Well, this post won't get 33 or more likes, like the OP, to be sure. Reason, equanimity, circumspection - all lost in moments of emotion and panic, which is, of course, what the response to the massacre has been.
The OP posits that he "no longer cares" what a "bunch of folks 250 years ago" thought.
That's too bad. Because, unlike all of us with the leisure to eat Cheetos and type on message boards in the abundance of modern day America, in virtually absolute safety from attacks from other nations, with more freedom than most who have ever lived, those "folks" you refer to lived under the tyranny of a monarch and gave us the freedom we currently have.
The monarch they fought saw fit to implement laws after the fact, making criminals of "folks" who had behaved according to the law.
That monarch forced those "folks" to board soldiers in their homes.
That monarch taxed those "folks" at will, for whatever purpose deemed.
That monarch made it illegal to question his authority or speak out against him or assemble to protest him.
and
That monarch attempted to retain his dictatorship by making illegal the ownership of guns by his subjects - those "folks" to whom you refer.
Unlike us, those "folks," who lived under that tyranny, fought for their freedom and offered their lives.

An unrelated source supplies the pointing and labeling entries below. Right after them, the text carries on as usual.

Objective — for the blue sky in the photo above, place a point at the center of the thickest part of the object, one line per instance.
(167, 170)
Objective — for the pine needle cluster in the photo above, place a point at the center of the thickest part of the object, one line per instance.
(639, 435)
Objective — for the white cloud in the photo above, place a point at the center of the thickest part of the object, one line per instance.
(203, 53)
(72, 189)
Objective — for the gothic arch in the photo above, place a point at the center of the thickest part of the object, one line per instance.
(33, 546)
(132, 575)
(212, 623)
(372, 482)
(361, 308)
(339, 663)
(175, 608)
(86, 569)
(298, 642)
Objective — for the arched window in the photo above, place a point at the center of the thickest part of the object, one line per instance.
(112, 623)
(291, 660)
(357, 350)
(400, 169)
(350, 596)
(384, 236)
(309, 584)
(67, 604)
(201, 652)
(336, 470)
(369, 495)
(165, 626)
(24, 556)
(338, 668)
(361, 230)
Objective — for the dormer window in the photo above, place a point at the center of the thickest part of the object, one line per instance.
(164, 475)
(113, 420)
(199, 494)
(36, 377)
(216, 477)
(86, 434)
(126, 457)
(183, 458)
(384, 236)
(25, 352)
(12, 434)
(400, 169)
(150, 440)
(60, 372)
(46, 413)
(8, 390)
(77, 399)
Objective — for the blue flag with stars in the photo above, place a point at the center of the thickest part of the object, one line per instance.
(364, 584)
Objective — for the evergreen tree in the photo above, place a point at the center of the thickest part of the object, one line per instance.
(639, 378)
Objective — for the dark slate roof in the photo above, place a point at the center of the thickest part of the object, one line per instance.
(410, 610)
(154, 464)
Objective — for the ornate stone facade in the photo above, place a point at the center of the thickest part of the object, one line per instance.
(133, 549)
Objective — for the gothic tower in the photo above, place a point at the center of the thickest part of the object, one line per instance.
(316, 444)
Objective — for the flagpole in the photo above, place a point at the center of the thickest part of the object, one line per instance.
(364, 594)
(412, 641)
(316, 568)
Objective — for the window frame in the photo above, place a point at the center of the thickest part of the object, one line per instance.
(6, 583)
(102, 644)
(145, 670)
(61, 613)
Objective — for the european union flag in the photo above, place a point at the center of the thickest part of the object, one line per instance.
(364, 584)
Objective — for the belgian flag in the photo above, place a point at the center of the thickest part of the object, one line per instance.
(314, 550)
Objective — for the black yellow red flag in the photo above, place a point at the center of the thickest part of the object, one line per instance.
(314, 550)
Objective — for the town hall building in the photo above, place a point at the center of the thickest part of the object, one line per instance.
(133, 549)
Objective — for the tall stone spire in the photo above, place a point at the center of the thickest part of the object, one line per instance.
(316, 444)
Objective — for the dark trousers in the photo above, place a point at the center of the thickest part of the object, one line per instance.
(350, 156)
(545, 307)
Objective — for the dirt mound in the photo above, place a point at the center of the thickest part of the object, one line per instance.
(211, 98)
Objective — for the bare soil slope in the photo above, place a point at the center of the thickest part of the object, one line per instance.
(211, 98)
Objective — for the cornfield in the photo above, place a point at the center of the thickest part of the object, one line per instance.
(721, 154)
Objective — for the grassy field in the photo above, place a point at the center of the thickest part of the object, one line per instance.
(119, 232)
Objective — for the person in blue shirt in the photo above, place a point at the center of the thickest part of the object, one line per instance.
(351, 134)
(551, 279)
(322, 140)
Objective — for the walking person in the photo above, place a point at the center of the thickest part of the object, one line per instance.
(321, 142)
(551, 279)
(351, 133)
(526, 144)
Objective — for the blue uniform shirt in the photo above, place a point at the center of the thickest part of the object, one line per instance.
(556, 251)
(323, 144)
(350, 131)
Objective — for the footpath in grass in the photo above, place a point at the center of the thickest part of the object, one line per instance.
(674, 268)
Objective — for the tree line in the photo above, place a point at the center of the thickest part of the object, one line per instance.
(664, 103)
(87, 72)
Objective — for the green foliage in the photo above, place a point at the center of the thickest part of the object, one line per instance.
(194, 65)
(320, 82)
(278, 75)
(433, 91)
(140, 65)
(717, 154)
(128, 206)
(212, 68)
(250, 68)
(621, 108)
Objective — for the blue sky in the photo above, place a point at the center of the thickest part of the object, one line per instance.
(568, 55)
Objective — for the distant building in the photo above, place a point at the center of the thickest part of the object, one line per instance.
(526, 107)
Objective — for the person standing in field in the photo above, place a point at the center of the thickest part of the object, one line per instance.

They
knew what tyranny was, they fought it, they earned their freedom - and OUR freedom by extension, with their blood and courage.
Excuse me greatly if I believe that
their perspective on the necessity of the personal right to defend oneself from aggression is far superior to
your perspective on the matter. They fought for and created the greatest lasting bastion of liberty ever - as Jefferson said - they watered the tree of liberty with their blood. You? You post clever quips on a college basketball message board that other posters "like".
If the founding fathers were here today, the OP believes, they would not agree to the current right to bear arms because it's not what they would have wanted.
Excuse me. If the founding fathers were here today, they would look around aghast and wonder what the hell happened to the beautiful republic they left us. They would look at our rotting culture, breakdown of values and family, obesity, drug dependency, doping of children to cover for poor parenting, incarceration of victimless criminals, controlled election system, and rampant public debt and think, "wow. How did they let it get this bad?"
The founders were hardened men who lived through oppression and war, not suburban beer-bellies who lived through Jersey Shore. They would not only
not entertain your visceral response to a tragic event, they would recognize that the real issue was the state of the country and the culture, which produced a monster who would kill children, and they would recognize that the evil that they fought to remove was returning through the erosion of personal liberty and the expansion of government control of the people.
They would, no doubt, recognize that the right to bear arms is more needed today than ever.